The gemini → generate_code step focuses on producing the core code for the API Documentation Generator. This output provides a robust, modular, and extensible Python solution that leverages Pydantic for data modeling and generates professional Markdown documentation.
This section provides a Python implementation for an API Documentation Generator. It consists of:
DocumentationGenerator Class: A class responsible for taking the Pydantic data model and rendering it into a well-formatted Markdown string.Welcome to the PantheraHive User Management API documentation! This guide provides comprehensive information on how to integrate with our API to manage user accounts efficiently. You'll find details on authentication, available endpoints, request/response formats, error handling, and SDK usage examples.

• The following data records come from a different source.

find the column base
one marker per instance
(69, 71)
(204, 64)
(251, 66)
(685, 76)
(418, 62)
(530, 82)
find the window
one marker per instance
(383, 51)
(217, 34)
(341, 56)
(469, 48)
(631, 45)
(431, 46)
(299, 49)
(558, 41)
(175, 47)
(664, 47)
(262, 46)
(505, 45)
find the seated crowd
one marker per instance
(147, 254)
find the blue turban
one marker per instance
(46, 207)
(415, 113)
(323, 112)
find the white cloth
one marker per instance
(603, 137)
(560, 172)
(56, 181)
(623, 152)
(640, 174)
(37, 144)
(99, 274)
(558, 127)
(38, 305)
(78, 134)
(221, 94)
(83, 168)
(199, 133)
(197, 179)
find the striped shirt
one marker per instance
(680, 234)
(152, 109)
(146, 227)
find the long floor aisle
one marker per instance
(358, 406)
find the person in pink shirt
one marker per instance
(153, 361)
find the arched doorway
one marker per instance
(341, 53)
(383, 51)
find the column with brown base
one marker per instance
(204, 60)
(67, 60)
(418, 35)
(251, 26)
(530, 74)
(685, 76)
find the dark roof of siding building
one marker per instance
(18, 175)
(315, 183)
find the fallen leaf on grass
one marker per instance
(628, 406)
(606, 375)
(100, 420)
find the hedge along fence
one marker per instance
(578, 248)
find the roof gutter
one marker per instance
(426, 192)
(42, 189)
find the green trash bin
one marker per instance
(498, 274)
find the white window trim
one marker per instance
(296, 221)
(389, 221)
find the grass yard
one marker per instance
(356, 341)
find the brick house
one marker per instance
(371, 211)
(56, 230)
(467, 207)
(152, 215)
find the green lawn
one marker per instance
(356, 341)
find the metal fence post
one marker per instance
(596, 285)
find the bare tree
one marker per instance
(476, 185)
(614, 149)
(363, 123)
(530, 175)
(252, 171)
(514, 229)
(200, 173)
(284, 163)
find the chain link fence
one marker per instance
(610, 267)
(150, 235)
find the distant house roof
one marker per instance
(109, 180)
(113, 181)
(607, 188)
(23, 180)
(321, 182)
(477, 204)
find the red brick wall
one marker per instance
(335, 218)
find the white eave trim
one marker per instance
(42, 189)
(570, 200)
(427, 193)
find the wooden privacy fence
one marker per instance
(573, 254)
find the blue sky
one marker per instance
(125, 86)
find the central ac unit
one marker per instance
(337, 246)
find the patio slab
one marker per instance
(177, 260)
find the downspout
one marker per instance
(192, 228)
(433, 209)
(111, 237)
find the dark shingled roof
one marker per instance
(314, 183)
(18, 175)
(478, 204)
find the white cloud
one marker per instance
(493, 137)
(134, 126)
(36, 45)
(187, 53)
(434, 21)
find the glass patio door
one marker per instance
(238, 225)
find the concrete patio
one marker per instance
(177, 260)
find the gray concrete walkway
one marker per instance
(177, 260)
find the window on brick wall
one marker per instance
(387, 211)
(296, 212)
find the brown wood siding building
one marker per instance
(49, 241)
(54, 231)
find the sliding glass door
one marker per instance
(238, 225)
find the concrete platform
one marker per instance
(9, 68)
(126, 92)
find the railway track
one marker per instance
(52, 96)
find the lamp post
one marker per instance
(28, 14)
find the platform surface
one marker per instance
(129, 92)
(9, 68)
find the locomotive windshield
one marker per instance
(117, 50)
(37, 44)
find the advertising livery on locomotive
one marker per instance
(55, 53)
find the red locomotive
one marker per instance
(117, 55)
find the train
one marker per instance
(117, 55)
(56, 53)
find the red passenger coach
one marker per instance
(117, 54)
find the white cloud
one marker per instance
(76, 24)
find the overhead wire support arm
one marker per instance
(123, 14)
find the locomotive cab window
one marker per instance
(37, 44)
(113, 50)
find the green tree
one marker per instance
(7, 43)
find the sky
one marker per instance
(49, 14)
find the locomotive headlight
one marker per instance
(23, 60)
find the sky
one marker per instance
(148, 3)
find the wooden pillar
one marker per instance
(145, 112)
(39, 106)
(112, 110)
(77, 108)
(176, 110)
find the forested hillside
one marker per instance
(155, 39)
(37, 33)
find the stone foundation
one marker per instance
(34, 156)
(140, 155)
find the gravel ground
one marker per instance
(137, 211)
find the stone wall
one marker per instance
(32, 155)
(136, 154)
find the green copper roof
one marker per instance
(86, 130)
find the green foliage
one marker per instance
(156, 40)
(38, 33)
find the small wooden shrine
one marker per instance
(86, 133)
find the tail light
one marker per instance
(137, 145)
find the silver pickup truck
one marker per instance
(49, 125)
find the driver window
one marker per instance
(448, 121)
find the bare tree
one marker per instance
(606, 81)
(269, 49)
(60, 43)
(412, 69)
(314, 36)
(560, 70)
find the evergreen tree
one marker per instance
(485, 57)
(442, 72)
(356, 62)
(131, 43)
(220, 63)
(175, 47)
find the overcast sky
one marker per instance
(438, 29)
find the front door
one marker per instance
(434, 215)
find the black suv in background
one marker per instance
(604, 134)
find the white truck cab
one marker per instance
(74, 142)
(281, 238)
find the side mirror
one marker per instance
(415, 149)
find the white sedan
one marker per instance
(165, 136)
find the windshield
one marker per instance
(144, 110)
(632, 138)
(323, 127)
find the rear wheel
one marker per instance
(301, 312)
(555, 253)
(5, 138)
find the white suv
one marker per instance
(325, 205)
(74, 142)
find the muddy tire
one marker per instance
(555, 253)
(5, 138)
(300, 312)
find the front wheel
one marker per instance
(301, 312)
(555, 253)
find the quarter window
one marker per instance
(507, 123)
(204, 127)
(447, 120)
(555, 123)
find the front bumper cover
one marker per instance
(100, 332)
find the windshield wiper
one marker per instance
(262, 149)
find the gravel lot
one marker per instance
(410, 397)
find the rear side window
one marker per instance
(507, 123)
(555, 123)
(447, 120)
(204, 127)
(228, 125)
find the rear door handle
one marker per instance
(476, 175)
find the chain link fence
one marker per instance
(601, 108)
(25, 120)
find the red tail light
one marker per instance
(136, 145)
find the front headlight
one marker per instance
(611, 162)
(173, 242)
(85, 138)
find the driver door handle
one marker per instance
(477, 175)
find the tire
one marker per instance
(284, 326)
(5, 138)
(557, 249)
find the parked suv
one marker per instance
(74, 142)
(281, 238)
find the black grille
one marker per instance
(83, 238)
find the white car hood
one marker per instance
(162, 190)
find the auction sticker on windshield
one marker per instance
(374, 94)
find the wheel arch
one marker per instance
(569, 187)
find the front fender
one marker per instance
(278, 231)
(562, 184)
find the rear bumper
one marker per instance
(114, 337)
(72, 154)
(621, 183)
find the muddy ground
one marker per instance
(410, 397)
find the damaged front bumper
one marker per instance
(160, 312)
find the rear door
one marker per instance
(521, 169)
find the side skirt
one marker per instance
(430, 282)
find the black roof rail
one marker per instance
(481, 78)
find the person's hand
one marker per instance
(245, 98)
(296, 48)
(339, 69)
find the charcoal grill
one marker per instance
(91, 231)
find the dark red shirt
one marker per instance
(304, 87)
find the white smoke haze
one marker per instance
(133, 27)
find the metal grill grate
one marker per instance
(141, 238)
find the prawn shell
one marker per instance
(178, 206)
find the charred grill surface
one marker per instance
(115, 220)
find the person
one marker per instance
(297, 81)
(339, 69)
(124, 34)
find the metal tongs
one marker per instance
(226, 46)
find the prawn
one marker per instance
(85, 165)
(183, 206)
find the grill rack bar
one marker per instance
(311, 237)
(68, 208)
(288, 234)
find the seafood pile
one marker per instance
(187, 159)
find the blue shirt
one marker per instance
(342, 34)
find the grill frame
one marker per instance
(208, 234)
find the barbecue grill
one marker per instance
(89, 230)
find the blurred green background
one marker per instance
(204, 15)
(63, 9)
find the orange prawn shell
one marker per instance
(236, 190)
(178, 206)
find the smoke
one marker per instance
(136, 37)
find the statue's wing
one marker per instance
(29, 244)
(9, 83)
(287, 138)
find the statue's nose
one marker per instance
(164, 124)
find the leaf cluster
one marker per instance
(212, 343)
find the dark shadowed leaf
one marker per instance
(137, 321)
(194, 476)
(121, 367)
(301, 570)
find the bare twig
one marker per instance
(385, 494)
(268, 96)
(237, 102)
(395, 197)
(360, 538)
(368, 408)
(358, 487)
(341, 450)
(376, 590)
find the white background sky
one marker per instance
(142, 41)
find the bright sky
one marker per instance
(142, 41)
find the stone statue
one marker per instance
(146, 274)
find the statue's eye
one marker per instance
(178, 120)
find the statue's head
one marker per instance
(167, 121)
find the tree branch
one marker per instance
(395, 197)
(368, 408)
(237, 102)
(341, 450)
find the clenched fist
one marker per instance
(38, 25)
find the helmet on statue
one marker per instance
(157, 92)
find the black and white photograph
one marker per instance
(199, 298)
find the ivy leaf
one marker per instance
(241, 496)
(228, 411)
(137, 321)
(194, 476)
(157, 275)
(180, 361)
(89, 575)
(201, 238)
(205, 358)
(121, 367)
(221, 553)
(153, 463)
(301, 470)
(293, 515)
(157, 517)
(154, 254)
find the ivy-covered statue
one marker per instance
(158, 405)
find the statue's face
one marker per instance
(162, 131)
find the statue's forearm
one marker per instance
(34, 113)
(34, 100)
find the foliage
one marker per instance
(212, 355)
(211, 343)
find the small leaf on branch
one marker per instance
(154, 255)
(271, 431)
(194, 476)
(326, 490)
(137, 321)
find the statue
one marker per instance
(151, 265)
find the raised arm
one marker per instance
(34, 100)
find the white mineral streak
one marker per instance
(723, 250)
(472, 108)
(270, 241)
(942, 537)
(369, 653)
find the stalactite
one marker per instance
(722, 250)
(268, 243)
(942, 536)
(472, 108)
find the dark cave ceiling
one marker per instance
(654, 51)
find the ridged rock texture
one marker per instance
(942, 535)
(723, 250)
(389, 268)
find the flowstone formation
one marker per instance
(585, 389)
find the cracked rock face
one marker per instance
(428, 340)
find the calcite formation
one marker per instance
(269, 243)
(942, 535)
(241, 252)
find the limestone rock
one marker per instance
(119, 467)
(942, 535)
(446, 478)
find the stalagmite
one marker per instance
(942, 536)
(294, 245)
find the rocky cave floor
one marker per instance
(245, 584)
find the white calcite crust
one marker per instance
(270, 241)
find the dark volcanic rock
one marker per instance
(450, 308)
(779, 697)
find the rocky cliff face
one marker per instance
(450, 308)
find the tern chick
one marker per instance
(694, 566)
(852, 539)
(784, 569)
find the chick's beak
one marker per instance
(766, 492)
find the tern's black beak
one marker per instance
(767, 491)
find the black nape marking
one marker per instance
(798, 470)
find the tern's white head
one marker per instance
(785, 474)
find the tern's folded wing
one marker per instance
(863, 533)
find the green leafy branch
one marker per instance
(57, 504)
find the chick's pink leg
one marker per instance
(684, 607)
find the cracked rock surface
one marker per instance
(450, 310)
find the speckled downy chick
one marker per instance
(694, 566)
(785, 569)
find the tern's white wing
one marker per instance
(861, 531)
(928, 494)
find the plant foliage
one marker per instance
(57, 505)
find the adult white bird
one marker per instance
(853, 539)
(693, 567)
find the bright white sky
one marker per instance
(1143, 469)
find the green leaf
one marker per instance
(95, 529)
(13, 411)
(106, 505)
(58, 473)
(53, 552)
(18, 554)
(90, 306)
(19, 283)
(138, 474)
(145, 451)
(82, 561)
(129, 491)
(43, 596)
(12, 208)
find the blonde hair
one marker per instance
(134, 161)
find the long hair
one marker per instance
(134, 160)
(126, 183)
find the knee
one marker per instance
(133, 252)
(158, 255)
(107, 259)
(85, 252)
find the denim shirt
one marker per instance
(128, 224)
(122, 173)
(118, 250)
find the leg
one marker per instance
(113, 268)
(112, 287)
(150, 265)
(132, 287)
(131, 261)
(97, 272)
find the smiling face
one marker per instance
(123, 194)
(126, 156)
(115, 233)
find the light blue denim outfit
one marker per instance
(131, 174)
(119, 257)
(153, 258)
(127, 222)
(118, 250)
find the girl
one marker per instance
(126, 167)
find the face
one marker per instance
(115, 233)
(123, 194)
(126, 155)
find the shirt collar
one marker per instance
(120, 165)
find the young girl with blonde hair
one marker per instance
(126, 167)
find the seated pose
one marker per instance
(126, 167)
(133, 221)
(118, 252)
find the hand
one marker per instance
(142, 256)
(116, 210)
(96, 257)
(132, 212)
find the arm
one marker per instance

Our User Management API allows you to programmatically create, retrieve, update, and delete user accounts within the PantheraHive ecosystem.
https://api.pantherahive.com/v1v1Access to the PantheraHive User Management API requires authentication using an API Key. This key must be included in every request header.
Include your API Key in the Authorization header of your HTTP requests, prefixed with Bearer.
Header Example:
Authorization: Bearer YOUR_API_KEY
cURL Example:
curl -X GET \
https://api.pantherahive.com/v1/users \
-H 'Authorization: Bearer YOUR_API_KEY'
This section details all available endpoints for managing user accounts, including their methods, URLs, parameters, and request/response examples.
Retrieves a paginated list of all registered users.
GET/usersQuery Parameters:
| Parameter | Type | Description | Required | Default |
| :-------- | :------ | :----------------------------------------------------- | :------- | :------ |
| limit | Integer | Maximum number of users to return per page (max 100). | No | 20 |
| offset | Integer | The number of users to skip before starting to collect the result set. | No | 0 |
Request Example:
curl -X GET \
'https://api.pantherahive.com/v1/users?limit=10&offset=0' \
-H 'Authorization: Bearer YOUR_API_KEY'
Successful Response (200 OK):
{
"data": [
{
"id": "usr_abc123",
"name": "Alice Smith",
"email": "alice.smith@example.com",
"createdAt": "2023-01-15T10:00:00Z",
"updatedAt": "2023-01-15T10:00:00Z"
},
{
"id": "usr_def456",
"name": "Bob Johnson",
"email": "bob.johnson@example.com",
"createdAt": "2023-01-16T11:30:00Z",
"updatedAt": "2023-01-16T11:30:00Z"
}
],
"total": 50,
"limit": 10,
"offset": 0
}
Error Response (401 Unauthorized):
{
"code": "UNAUTHORIZED",
"message": "Authentication required or invalid API Key."
}
Retrieves detailed information for a single user by their unique identifier.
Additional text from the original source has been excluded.